[SaaS] Increase Health Check Timeout to Prevent Cascade Failures

Open gagantrivedi opened this issue 4 months ago • 0 comments

Problem

During the November 5th, 2025 outage (12:01PM - 12:06PM IST), all tasks were marked unhealthy because /health endpoint started timing out. The current 5-second timeout is too aggressive and caused a cascade failure that made a 5-minute spike into a complete outage.

Current Configuration

Timeout: 5 seconds
Interval: 15 seconds
Unhealthy threshold: 2 consecutive failures
Healthy threshold: 2 consecutive successes

Issue

When the API experienced a request spike, /health responses exceeded 5 seconds. Health checks failed → tasks marked unhealthy → load balancer removed tasks → remaining tasks overloaded → more failures. Cascade effect.

Proposed Change

Option 1: Increase timeout to [10? 15?] seconds to tolerate brief slowdowns without marking tasks unhealthy.

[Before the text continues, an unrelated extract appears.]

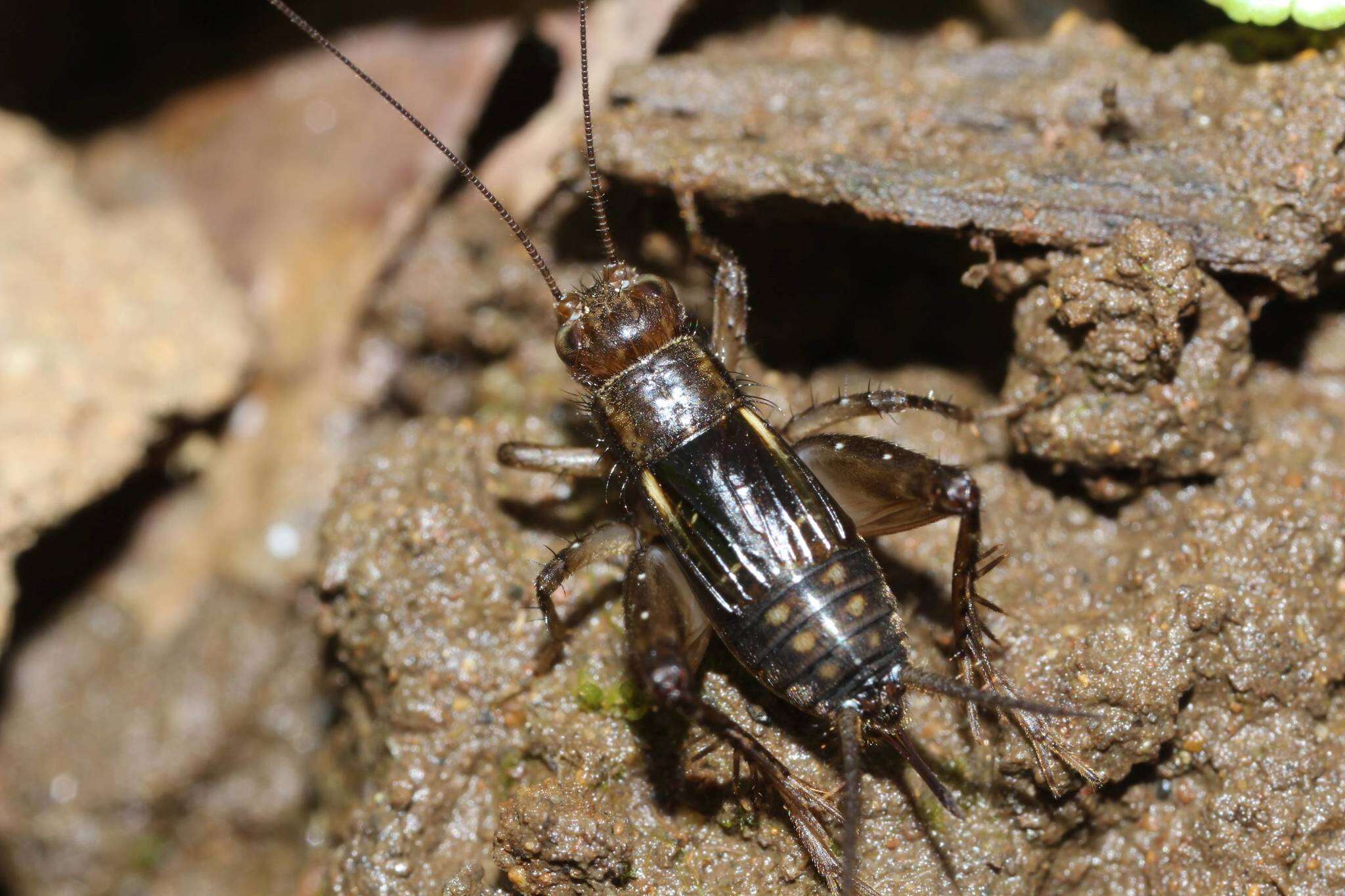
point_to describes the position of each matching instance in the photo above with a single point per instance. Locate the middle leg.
(871, 403)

Option 2: Rethink health checks entirely:

Use passive health checks based on actual request success rates
Implement graceful degradation instead of binary healthy/unhealthy
Add circuit breaker logic to prevent cascade failures

Rationale:

Better to serve slow requests than mark everything dead
5s is too tight for real-world load spikes
Current approach creates cascading failures instead of preventing them

Questions

[ ] What's acceptable /health response time under load?
[ ] Should we separate health check endpoint from main API?
[ ] Should we adjust failure/success thresholds too?
[ ] Can we use passive health monitoring instead?

Nov 06 '25 03:11 gagantrivedi